If you want some well-written templates to work from, then I can highly recommend The Small Business Legal Academy which is where I’ve got all my contracts and terms of service documents from.
3) Don’t Discount; Negotiate
Sometimes you are going to get clients who want to work with you but either don’t have the money or don’t want to commit themselves to the full offering straight off. It’s easy when you may be feeling unsure of yourself and lack the number of sales you may need that month to start bartering and discounting. But you lose your Partnership Power and you are starting your client relationship off on the wrong foot.
In my experience, the client that bartered and got a discount ended up a toxic client; they rarely did their “homework” between our sessions and they often didn’t pay my invoices on time.
So rather than discount, negotiate what’s on offer. If they can’t or don’t want to pay the price you are quoting and you’ve decided that you would like to work with this client because you know you can help them and they’ve be great to work with, then take something out of the offer to compensate for the lower price. This could mean one less session with you. It could mean no email support, or follow up call or access to digital files.
4) Deliver What You’ve Promised And No More
It’s easy to keep bolting on extra stuff or letting sessions going on longer than you had scheduled just because you find what you’re offering easy to do. But remember the years of experience, the hours of professional training and the many life lessons that you had to endure to be able to offer what it is you do. It’s easy to do more for your clients because it’s who you are and it comes easily to you.
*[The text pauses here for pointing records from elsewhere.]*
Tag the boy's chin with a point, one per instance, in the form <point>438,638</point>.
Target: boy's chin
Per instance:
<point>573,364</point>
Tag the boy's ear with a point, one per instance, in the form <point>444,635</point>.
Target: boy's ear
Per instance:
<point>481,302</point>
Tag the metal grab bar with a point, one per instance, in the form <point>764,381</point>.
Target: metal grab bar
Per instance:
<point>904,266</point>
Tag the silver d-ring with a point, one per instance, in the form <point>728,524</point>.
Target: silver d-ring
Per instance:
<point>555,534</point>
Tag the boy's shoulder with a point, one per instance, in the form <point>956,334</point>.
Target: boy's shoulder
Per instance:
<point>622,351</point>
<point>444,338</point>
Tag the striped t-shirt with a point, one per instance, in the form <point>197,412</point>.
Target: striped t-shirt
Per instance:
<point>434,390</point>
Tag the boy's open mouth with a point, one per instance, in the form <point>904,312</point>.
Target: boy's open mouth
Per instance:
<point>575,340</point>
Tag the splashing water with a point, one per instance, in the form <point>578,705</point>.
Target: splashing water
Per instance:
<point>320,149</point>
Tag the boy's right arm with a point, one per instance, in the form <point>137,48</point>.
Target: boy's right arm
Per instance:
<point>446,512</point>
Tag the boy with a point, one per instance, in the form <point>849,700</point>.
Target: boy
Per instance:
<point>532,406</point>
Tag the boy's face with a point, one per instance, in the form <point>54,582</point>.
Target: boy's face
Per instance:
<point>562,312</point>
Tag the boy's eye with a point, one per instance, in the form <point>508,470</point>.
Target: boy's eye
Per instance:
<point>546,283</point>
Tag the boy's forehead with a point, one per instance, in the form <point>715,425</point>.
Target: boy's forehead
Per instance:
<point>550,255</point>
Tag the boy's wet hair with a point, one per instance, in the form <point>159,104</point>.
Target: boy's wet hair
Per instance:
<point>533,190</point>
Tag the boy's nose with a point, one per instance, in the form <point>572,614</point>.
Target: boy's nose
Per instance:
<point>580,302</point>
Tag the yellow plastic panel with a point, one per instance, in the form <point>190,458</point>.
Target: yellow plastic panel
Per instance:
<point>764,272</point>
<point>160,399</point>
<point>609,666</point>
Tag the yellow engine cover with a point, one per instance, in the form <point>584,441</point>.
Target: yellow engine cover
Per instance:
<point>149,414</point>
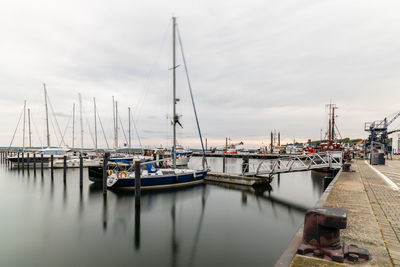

But if you don’t know how to limit what service you provide, you are in danger of not just over-delivering, but also overwhelming your client. More information, training or teaching often is not helpful. It’s not that you hold back vital tools or techniques or knowledge that your clients need from you to maintain a level of expertise; that shifts your Partnership Power too much on your side. But you give your clients what they need at the time to progress. Simple as.
So however you lay out your programmes, packages or service offerings, make sure you list everything that’s included … and stick to it. If you find you want to increase what’s on offer, then adjust your pricing accordingly.
So that’s four simple ways to set your boundaries and get back into Partnership Power with your clients. Do all these and within a few weeks, you’ll notice the difference in your productivity and your profitability; working just the hours you’ve originally priced and discussed with your clients. Plus you feel far less overwhelmed and in control of your working week.